A History of Political Theory
- Author: George Holland Sabine
- Language: English, translated into Arabic, Greek, Indonesian, Italian, Japanese, Spanish, Korean and Chinese.
- Genre: Political theory
- Published: 1937
- Publisher: Dryden Press, fourth edition revised by Thomas Landon Thorson
- Publication date: fourth edition: 1973

= A History of Political Theory =

1937 book by George Holland Sabine

A History of Political Theory is a book by George Holland Sabine on the history of political thought from Ancient Greece to fascism and Nazism in the 1930s. First published in 1937, it propounds a hypothesis that theories of politics are themselves a part of politics. That is, they do not refer to an external reality but are produced as a normal part of the social milieu in which politics itself has its being.

The book has been translated into Arabic, Greek, Indonesian, Italian, Japanese, Spanish and Chinese.

In 1973, Dryden Press issued a fourth edition, revised by Thomas Landon Thorson.

==Contents==
Part I : The Theory of the City-State

1. The City-State

2. Political Thought Before Plato

3. Plato, The Republic

4. Plato, The Statesman and The Laws

5. Aristotle, Political Ideals

6. Aristotle, Political Actualities

7. The Twilight of the City-State

Part II : The Theory of the Universal Community

8. The Law of the Nature

9. Cicero and the Roman Lawyers

10. Seneca and the Fathers of the Church

11. The Folk and its Laws

12. The Investiture Controversy

13. Universitas Hominum

14. Philip the Fair and Boniface VIII

15. Marsilio of Padua and William of Occam

16. The Conciliar Theory of Church Government

Part III : The Theory of the Nation State

17. Machiavelli

18. The Early Protestant Reformers

19. Royalist and Anti-Royalist Theories

20. Jean Bodin

21. The Modernized Theory of Natural Law

22. England : Preparation for Civil War

23. Thomas Hobbes

24. Radicals and Communists

25. The Republicans : Harrington, Milton, and Sidney

26. Halifax and Locke

27. France : The Decadence of Natural Law

28. The Rediscovery of the Community : Rousseau

29. Convention and Tradition : Hume and Burke

30. Hegel : Dialectic and Nationalism

31. Liberalism : Philosophical Radicalism

32. Liberalism Modernized

33. Marx and Dialectical Materialism

34. Communism

35. Fascism and National Socialism

==Reviews==
The book received several favorable reviews soon after publication. Floyd House noted "adequate scholarship, his interpretations are highly intelligent, and he has covered the ground with surprising comprehensiveness."

James Leahigh wrote that it was "as objective and unbiased a study of the many characters presented throughout his work as any hitherto attempted compendious history of political theory."

Leland Jenks chose to review it with ten other works on political theory and noted, "Half of Sabine's material is devoted to men before Bodin, and his treatment of the nineteenth century while brilliant is relatively brief." Jenks considers the natural audience for it to be "best for students who are to apprehend the importance of political speculation in the history of social thought." Jenks admired Sabine's composition: "Sabine is most successful in integrating theories of successive writers as coherent wholes, and in discerning logical discrepancies. He provides an original and searching critique, from the explicit standpoint of Humean empiricism." The role of value systems in politics is acknowledged: "Sabine is especially effective in showing the relativity of social thought to general value systems in different societies."
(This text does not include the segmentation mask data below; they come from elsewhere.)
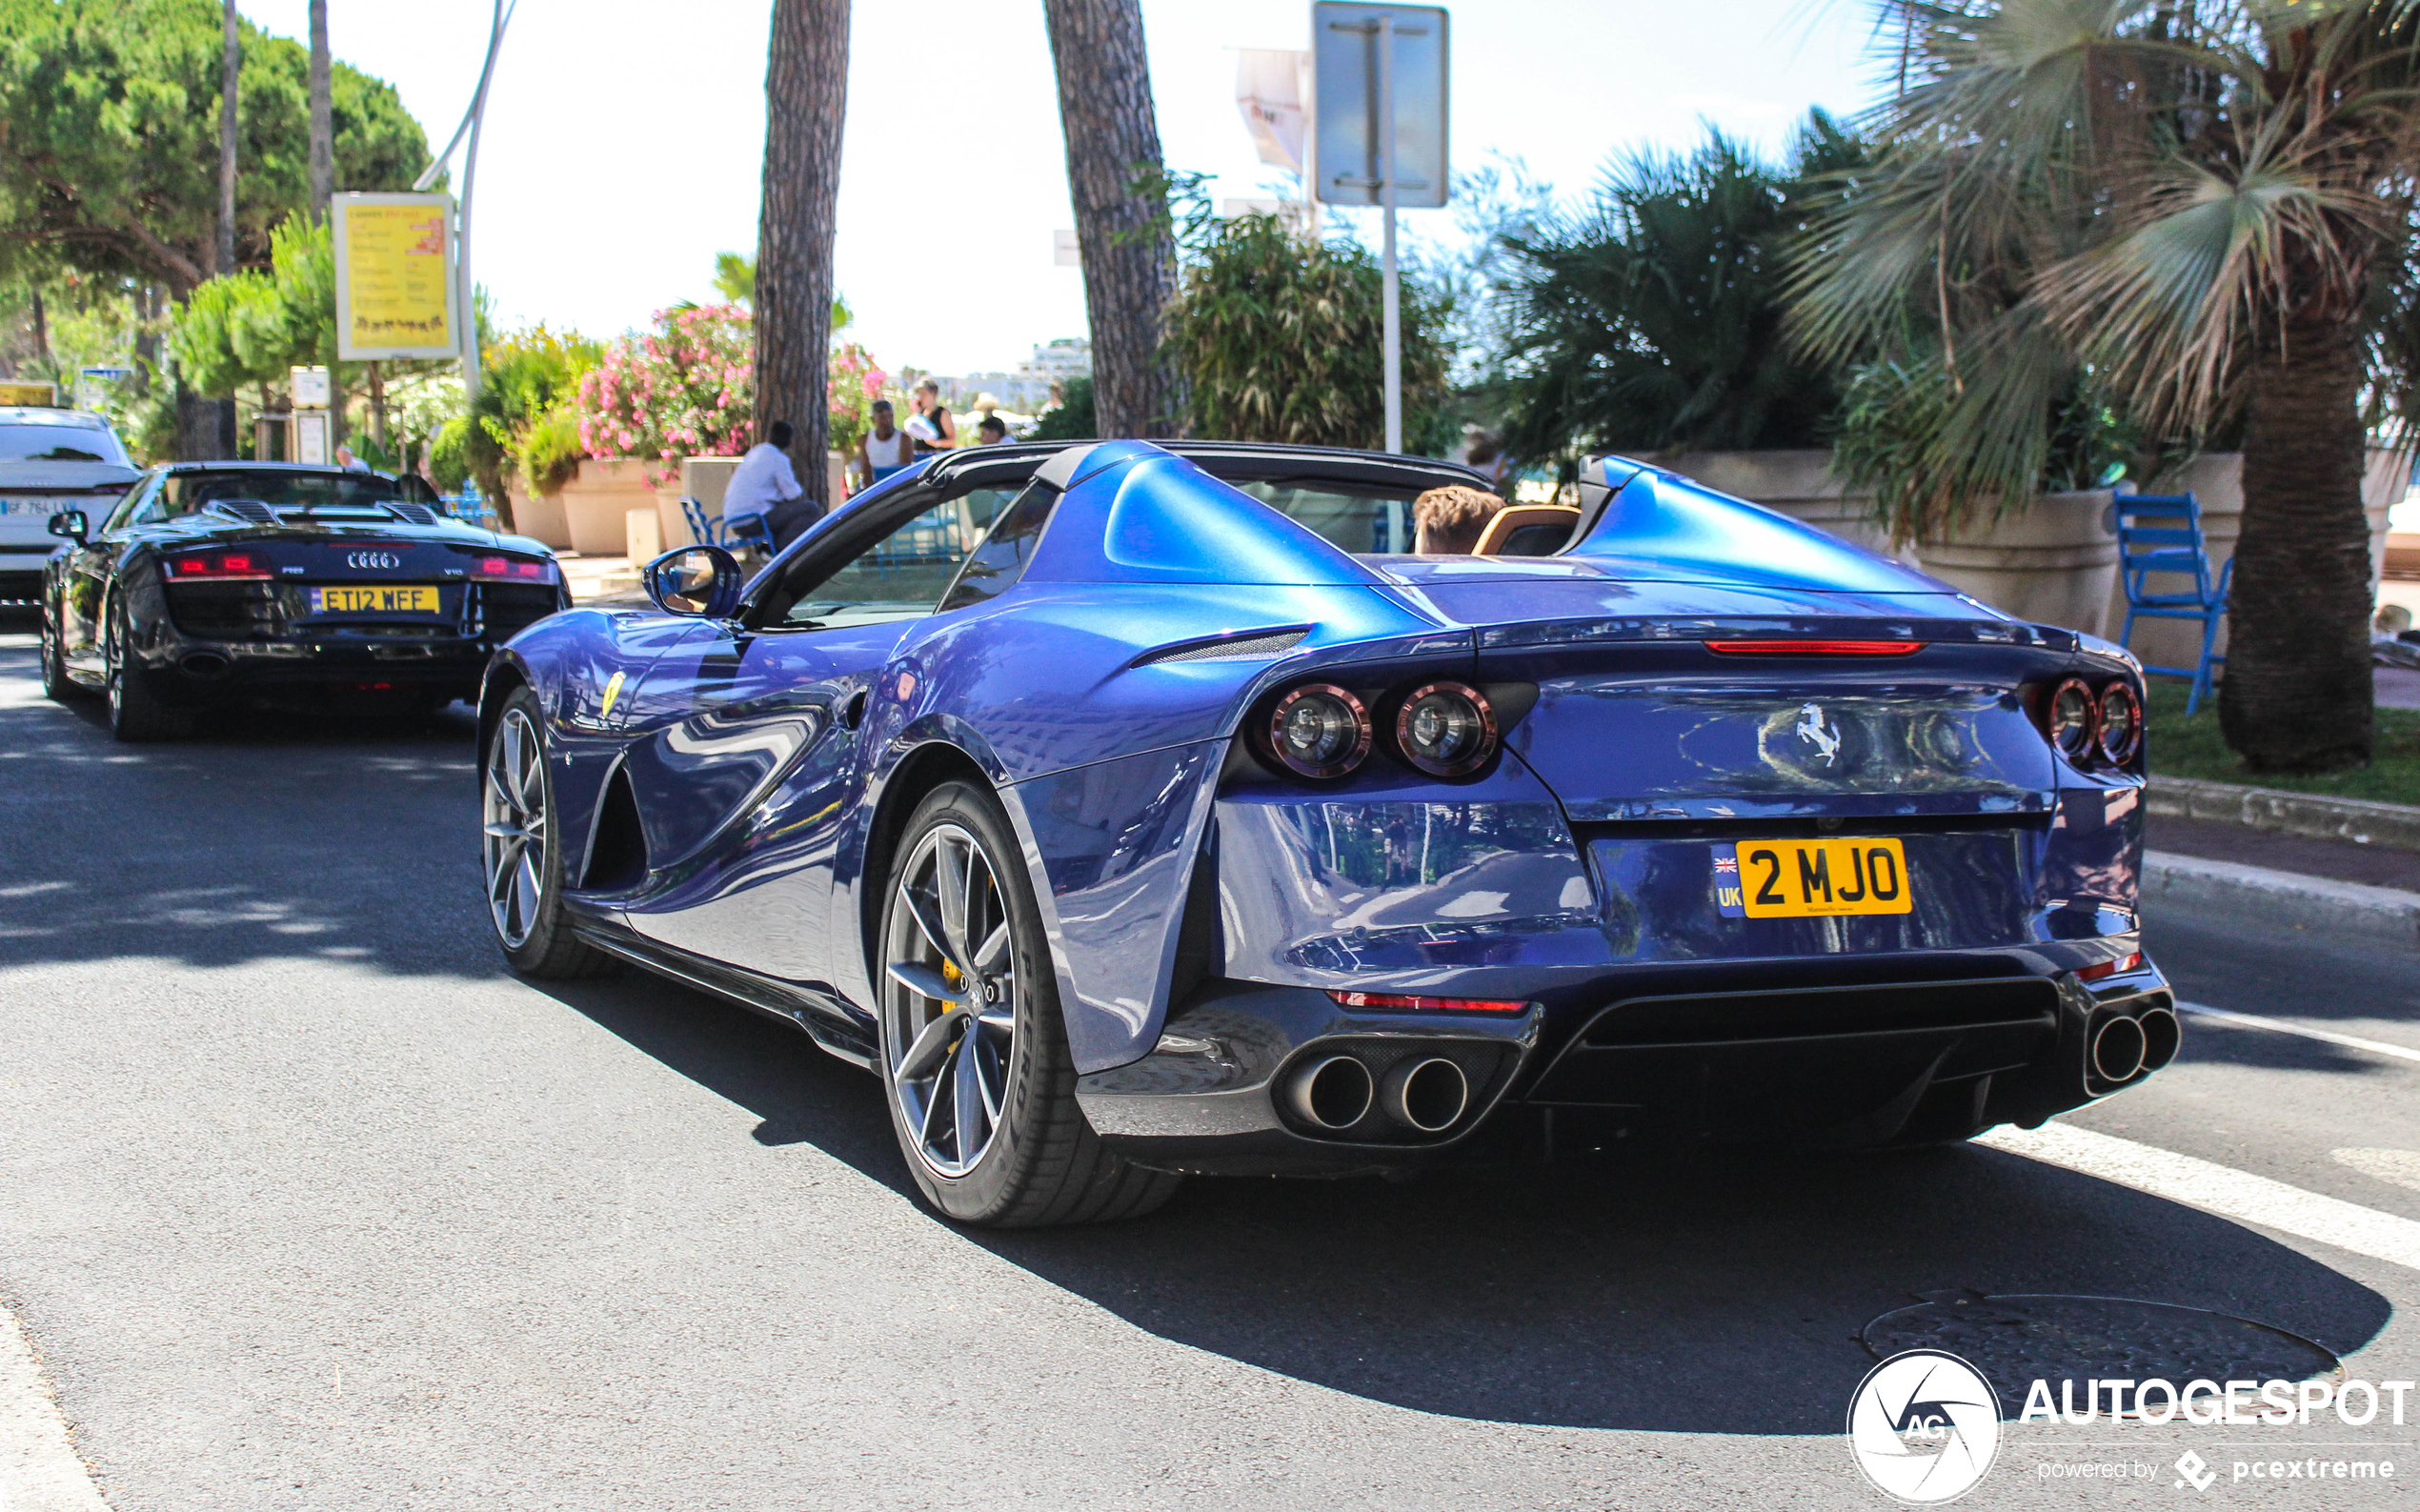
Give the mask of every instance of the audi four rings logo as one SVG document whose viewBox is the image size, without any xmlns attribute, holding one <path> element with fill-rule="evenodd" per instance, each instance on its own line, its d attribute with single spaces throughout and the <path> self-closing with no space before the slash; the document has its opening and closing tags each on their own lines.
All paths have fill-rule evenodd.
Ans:
<svg viewBox="0 0 2420 1512">
<path fill-rule="evenodd" d="M 347 552 L 347 567 L 401 567 L 403 558 L 393 552 Z"/>
</svg>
When the book was revised in 1950, Journal of Philosophy reviewer C. F. noted the new edition "more strongly emphasizes the wide separation between the moral temper of democracy and that of communism."

==Thorson edition==
Thomas Landon Thorson, author of Logic of Democracy (1962) and Biopolitics (1970), revised A History of Political Theory in 1973 for a fourth edition. He explains the revisions in a preface:

A new first chapter has been added which attempts to put the history of political theory into context both of the evolution of man and of pre-Greek, pre-philosophic thought.... A variety of judgements scattered throughout the discussion have been softened, generally by omitting words or sentences, most notably in the chapter on Hegel where several pages have been omitted.
The new first chapter refers to cultural evolution:
To borrow a way of talking from biology, we can say that just as nature at a certain time and place evolved mammals, so did the culture-bearing animal evolve and come to carry with him disciplined, self-conscious political inquiry.
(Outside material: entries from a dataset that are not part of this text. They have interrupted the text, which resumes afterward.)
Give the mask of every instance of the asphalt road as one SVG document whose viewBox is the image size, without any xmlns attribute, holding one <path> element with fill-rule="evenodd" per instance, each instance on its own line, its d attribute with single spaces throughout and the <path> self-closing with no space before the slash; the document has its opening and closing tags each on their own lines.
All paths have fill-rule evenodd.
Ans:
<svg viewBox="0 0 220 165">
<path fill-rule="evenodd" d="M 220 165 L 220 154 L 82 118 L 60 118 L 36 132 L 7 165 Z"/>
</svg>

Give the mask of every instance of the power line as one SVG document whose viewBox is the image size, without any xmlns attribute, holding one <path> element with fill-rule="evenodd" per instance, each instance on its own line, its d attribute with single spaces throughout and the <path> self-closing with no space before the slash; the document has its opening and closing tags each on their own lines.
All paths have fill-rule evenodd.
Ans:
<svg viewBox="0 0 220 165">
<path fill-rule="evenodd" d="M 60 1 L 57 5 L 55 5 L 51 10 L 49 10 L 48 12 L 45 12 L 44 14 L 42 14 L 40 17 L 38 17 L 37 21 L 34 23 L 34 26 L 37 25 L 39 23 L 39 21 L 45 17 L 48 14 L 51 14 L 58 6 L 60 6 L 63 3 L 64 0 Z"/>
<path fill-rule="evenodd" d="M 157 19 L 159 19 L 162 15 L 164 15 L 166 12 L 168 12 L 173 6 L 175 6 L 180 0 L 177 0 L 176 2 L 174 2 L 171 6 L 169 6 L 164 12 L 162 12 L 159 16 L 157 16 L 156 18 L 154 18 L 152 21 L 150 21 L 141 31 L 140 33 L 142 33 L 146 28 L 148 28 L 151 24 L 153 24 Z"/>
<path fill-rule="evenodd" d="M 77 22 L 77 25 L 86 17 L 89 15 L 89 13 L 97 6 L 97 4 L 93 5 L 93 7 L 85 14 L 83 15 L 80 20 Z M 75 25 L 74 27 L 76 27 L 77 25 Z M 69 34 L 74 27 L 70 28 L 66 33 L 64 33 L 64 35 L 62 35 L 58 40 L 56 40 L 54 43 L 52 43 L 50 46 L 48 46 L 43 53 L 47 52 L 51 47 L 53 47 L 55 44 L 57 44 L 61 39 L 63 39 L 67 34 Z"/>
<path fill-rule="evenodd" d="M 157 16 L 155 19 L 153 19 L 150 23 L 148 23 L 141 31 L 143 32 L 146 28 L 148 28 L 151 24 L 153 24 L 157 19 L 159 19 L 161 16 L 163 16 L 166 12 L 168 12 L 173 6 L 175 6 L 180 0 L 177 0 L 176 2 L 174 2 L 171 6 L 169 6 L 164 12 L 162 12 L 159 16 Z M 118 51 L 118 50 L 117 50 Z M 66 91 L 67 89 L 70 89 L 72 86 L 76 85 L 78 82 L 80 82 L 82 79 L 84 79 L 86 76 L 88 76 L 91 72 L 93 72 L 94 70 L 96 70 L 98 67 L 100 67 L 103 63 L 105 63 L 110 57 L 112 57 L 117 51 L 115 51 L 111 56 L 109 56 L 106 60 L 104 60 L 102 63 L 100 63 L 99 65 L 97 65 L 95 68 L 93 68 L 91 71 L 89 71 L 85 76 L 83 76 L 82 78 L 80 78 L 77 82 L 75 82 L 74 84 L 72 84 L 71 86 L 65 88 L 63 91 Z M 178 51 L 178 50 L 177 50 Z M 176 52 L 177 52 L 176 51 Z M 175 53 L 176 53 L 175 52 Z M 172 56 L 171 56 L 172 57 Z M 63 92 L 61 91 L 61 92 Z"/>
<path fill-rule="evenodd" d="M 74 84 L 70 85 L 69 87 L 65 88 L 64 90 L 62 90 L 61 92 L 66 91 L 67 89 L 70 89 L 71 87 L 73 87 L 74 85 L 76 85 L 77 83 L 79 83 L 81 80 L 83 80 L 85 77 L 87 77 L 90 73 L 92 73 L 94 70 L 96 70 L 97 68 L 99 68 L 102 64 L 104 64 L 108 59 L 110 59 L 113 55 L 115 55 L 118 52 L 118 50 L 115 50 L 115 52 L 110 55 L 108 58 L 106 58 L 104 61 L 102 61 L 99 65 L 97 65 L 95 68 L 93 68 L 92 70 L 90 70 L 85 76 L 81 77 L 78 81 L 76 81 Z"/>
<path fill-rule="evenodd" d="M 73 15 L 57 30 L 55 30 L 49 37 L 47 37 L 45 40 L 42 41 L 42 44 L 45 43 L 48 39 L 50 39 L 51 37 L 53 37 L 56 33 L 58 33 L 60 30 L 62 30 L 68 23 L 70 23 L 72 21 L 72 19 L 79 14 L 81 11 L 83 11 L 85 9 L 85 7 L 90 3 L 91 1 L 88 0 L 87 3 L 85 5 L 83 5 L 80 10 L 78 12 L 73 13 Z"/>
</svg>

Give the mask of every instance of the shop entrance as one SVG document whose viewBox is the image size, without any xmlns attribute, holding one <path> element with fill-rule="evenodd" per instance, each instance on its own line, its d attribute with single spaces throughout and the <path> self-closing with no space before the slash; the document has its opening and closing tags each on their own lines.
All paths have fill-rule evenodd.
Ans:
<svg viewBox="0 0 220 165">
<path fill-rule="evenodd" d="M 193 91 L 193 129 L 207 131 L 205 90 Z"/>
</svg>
To maintain such an anthropological scope, Thorson sketches the dominant cultures before the arrival of democracy in Greece. He concedes a Middle Eastern dominance.
Beginning around 1700 B.C., a wave of invasions from the north opened up a new phase in development of mankind.
Thorson then quotes William Hardy McNeill:
...a cluster of petty Greek city-states had begun to create a civilization which while drawing upon the Orient for many of its elements, was nevertheless profoundly different in quality. This civilization became a lodestar...
Thorson describes the global situation then:
The era of Middle Eastern dominance thereby came to an end; and a complicated cultural interplay began among the major civilized communities of Europe, the Middle East, India and China.